Together with his long standing business partner, Lord White, he grew Hanson Trust from tiny beginnings into Britain's largest industrial conglomerate, with widespread and diverse interests across Britain and the United States. Not for him the caution of today's takeover specialists, where offers are made conditional on board agreement after long and searching due diligence. He and Lord White would decide on the targets - Lord Hanson the British companies and Lord White the US ones - and then risk all to acquire them in protracted, often acrimonious, takeover battles. From London Brick to Consolidated Gold and Imperial Tobacco, his was an all or nothing style which defined the times in which he lived.

Both he and Lord White were in their sixties before they hit the big time, yet at their annual meetings - more hero worship than holding to account - they would sprint on to the stage and leap into a double act of mutual congratulation and eulogy.

Hanson was a passionate supporter of the Thatcherite economics that allowed him to flourish. His was a crusade, not just to extract the greatest possible shareholder value from the assets he acquired, but to transform the industrial scene, making it more efficient, stripping out anachronistic hierarchies and freeing up the innovators.

Yet as often happens with businesses that grow so fast, he eventually tried the deal too far.
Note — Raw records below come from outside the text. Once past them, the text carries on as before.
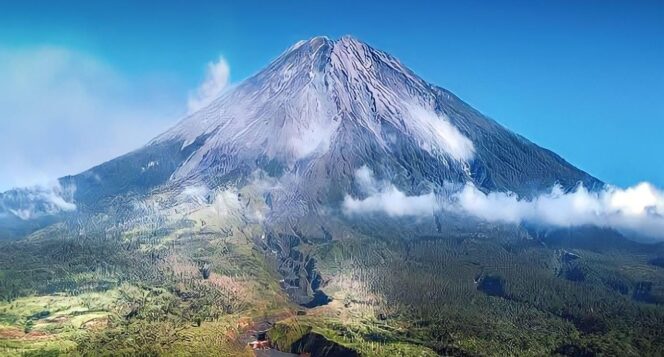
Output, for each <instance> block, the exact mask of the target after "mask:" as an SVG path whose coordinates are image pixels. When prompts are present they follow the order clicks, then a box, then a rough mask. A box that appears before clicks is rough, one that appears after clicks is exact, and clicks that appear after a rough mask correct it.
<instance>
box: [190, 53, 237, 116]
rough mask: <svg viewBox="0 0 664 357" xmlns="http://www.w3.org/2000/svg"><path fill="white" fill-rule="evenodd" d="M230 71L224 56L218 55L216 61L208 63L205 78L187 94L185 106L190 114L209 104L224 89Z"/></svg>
mask: <svg viewBox="0 0 664 357" xmlns="http://www.w3.org/2000/svg"><path fill="white" fill-rule="evenodd" d="M230 72H231V70H230V67H229V66H228V63H227V62H226V60H225V59H224V57H219V59H218V60H217V61H216V62H210V63H208V65H207V71H206V73H205V80H204V81H203V83H201V85H200V86H199V87H198V89H197V90H196V91H194V92H193V93H191V94H190V95H189V101H188V102H187V106H188V109H189V113H190V114H191V113H193V112H196V111H198V110H200V109H202V108H204V107H205V106H207V105H208V104H210V103H211V102H212V101H213V100H214V99H216V98H217V97H218V96H219V94H221V92H223V91H224V89H226V87H227V86H228V83H229V80H230Z"/></svg>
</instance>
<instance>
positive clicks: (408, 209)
mask: <svg viewBox="0 0 664 357" xmlns="http://www.w3.org/2000/svg"><path fill="white" fill-rule="evenodd" d="M355 182H356V183H357V184H358V187H359V189H360V190H361V191H362V193H364V194H366V195H367V197H366V198H364V199H356V198H353V197H352V196H350V195H346V197H345V198H344V201H343V204H342V208H343V210H344V213H345V214H346V215H354V214H363V213H381V212H382V213H385V214H387V215H388V216H390V217H404V216H425V215H432V214H433V212H434V211H435V210H437V209H438V208H439V204H438V203H437V200H436V196H435V195H434V194H433V192H432V193H429V194H425V195H420V196H407V195H406V194H404V193H403V192H401V191H399V189H397V188H396V187H395V186H394V185H393V184H392V183H390V182H387V181H378V180H376V178H375V177H374V174H373V172H372V171H371V170H370V169H369V168H368V167H366V166H362V167H361V168H360V169H359V170H357V171H356V172H355Z"/></svg>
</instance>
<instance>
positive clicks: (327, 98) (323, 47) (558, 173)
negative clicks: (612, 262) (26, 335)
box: [0, 37, 602, 218]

During his assault on ICI in the early 1990s, Hanson Trust was cruelly exposed for highly suspect standards of corporate governance and the use of elaborate tax-avoidance schemes. With the demise as prime minister of his mentor and friend Margaret Thatcher his power and influence in government waned and so did his business empire, which ended in ignominious break-up. In the many revisionist accounts of Hanson that have been written since, he has been condemned as a latter day asset stripper who starved businesses of necessary investment and whose success was built as much on the illusions of acquisition accounting as management expertise.

Lord Hanson was the candle that burns twice as bright. His glory years at the helm of Hanson spanned little more than a decade, but what a time he and his followers had.